Opinion
Video
Author(s):
Laura Spring, MD, and Manali Bhave, MD, highlight promising new systemic treatment options on the horizon for patients with metastatic breast cancer, including T-DM1 for HER2-low disease, the AKT inhibitor capivasertib, and novel endocrine therapies.
As they wrap up the discussion, Bhave asks Spring about any novel therapeutics or exciting data from the San Antonio Breast Cancer Symposium in 2023.
Spring highlights the ongoing DESTINY-Breast12 trial evaluating trastuzumab deruxtecan monotherapy in patients with metastatic HER2-low (IHC 1+/2+) or HER2 IHC 0 (ultra-low) breast cancer.
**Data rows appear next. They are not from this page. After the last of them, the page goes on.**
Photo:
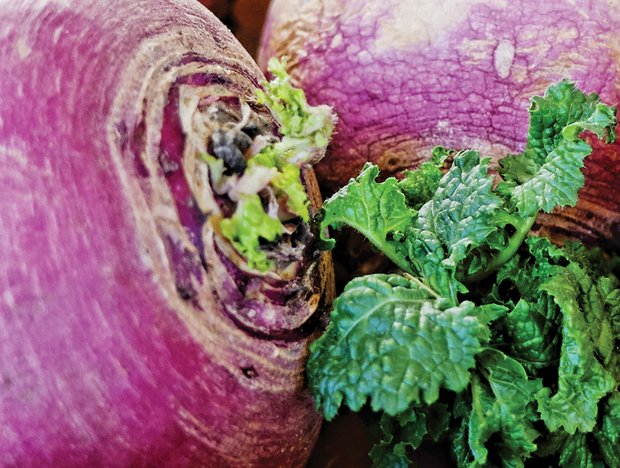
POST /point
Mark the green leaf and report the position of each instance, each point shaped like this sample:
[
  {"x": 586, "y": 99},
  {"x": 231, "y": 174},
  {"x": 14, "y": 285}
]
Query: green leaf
[
  {"x": 378, "y": 211},
  {"x": 247, "y": 226},
  {"x": 608, "y": 433},
  {"x": 305, "y": 129},
  {"x": 503, "y": 408},
  {"x": 391, "y": 341},
  {"x": 582, "y": 379},
  {"x": 401, "y": 433},
  {"x": 460, "y": 216},
  {"x": 556, "y": 121},
  {"x": 420, "y": 185}
]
This study builds upon the phase 2 DAISY trial showing meaningful activity with T-DXd even in IHC 0 patients, underscoring the complexity of HER2 assessment and the potential for benefit across the spectrum of low HER2 expression.
Bhave notes updates in the endocrine-sensitive space as well, including the recent approval of the first AKT inhibitor, capivasertib, based on a study showing a 4-month progression-free survival benefit when combined with fulvestrant (7 months total). However, the approval is limited to patients with alterations in AKT or the PI3K pathway based on subgroup analyses. She emphasizes the importance of patient education regarding the unique dosing schedule (4 days on/3 days off) and potential side effects like diarrhea.
Both express excitement about the progress with novel endocrine agents as monotherapy and in combinations, such as PROTACs, SARMs, and SERDs like lasofoxifene, as well as ongoing trials combining newer oral SERDs with everolimus or AKT inhibitors.
In closing, they reflect on the rapid advancements and expanding treatment options in breast cancer over recent years. Spring thanks Bhave for the insightful discussion and the audience for their attention, hoping the program proves valuable in managing breast cancer patients.
This summary was AI-generated and edited for clarity.